Today’s “Can I Row With…” piece comes from the UK’s most veteran adaptive rower, Chris Boys, from Guildford RC. Chris was a prominent competitor and leader in the adaptive community when I just started my work with adaptive rowing eight years ago. Today, he and I work together on the Community Adaptive Group and supporting British Rowing’s initiatives in the adaptive arena. He was one of the co-conspirators conceiving and refining both the Time Handicap system and the Supported Adaptive 2x format. Here has shared his perspectives on rowing with Multiple Sclerosis (MS) which is of particular interest to me as well since my day job is working on treatment targeting for MS:
My name is Chris, I was diagnosed with MS in 1990 and it took approximately one year to get a diagnosis in those days. I definitely had it for two years prior to that, possibly longer. MS is a relatively common but complex incurable disease of the nervous system. There are almost no two people affected in exactly the same way. There are many similarities in disability, but for some people it will be more or less hidden and others will be in a wheel chair and many in-between.
It wasn’t until I joined an MS specialist treatment centre that I had my first introduction to a rowing machine (erg). A volunteer at the centre happened to see me on the erg, it turned out he was also a rowing coach at the local club; he invited me along to try and see if I could row a boat. It turned out there were others with MS and different disabilities already there.

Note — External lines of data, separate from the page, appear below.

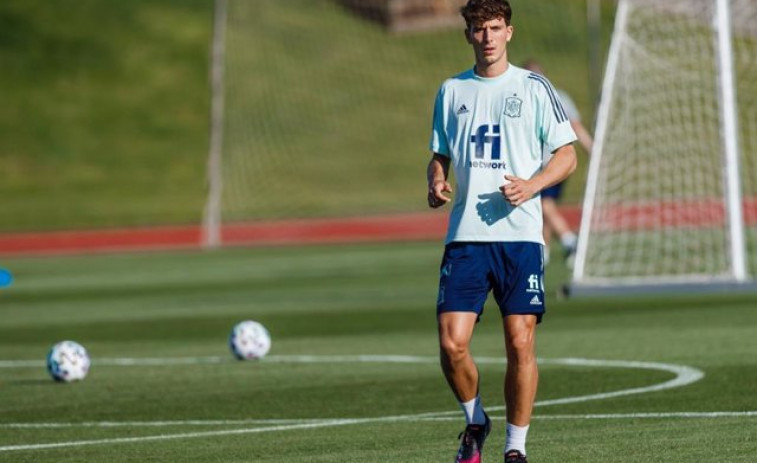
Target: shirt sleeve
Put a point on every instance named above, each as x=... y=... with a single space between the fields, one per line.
x=555 y=130
x=438 y=143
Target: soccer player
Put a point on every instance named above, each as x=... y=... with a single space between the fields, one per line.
x=554 y=222
x=490 y=124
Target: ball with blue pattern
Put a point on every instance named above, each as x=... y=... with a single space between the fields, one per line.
x=68 y=361
x=249 y=340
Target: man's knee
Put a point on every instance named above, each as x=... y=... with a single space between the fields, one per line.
x=453 y=349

With his help I started in a fixed seat wide bodied boat with pontoons (floats). There are many ways in which the boats and ergs can be adapted, foam padding, different seating, straps and hand grips to name a few. There are also many ways in which it is possible to enable people with MS to row, whether that is on the water or on an erg.

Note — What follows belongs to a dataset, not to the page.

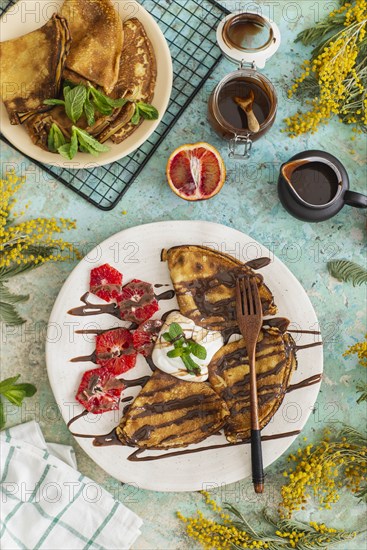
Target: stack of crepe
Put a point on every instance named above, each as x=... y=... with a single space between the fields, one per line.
x=86 y=42
x=31 y=68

We all get good and bad days with MS, fatigue is obviously one of the things we need to manage, rest and hydration are important considerations. When competing we use a handicap system enabling close finishes but allowing for different abilities to compete together. These are adjusted throughout the year therefore allowing changes in your condition to be taken into account. Adaptive rowing with MS is beneficial as it builds up muscles that otherwise are not used and this helps with moving around making daily life easier, keeping fit becomes fun and possible. Adaptive boats can be customised to cater for all types of MS as can ergs.
Gradually over the years with help from the MS centre and a lot of coaching at the club I have progressed to a fine boat, sliding seat and pontoons. I have taken part in competition and achieved more than I ever thought possible.
So in short can you row with MS? For the majority of people the answer is yes, it doesn’t have to be competitive it can be just for the pleasure of being on the water.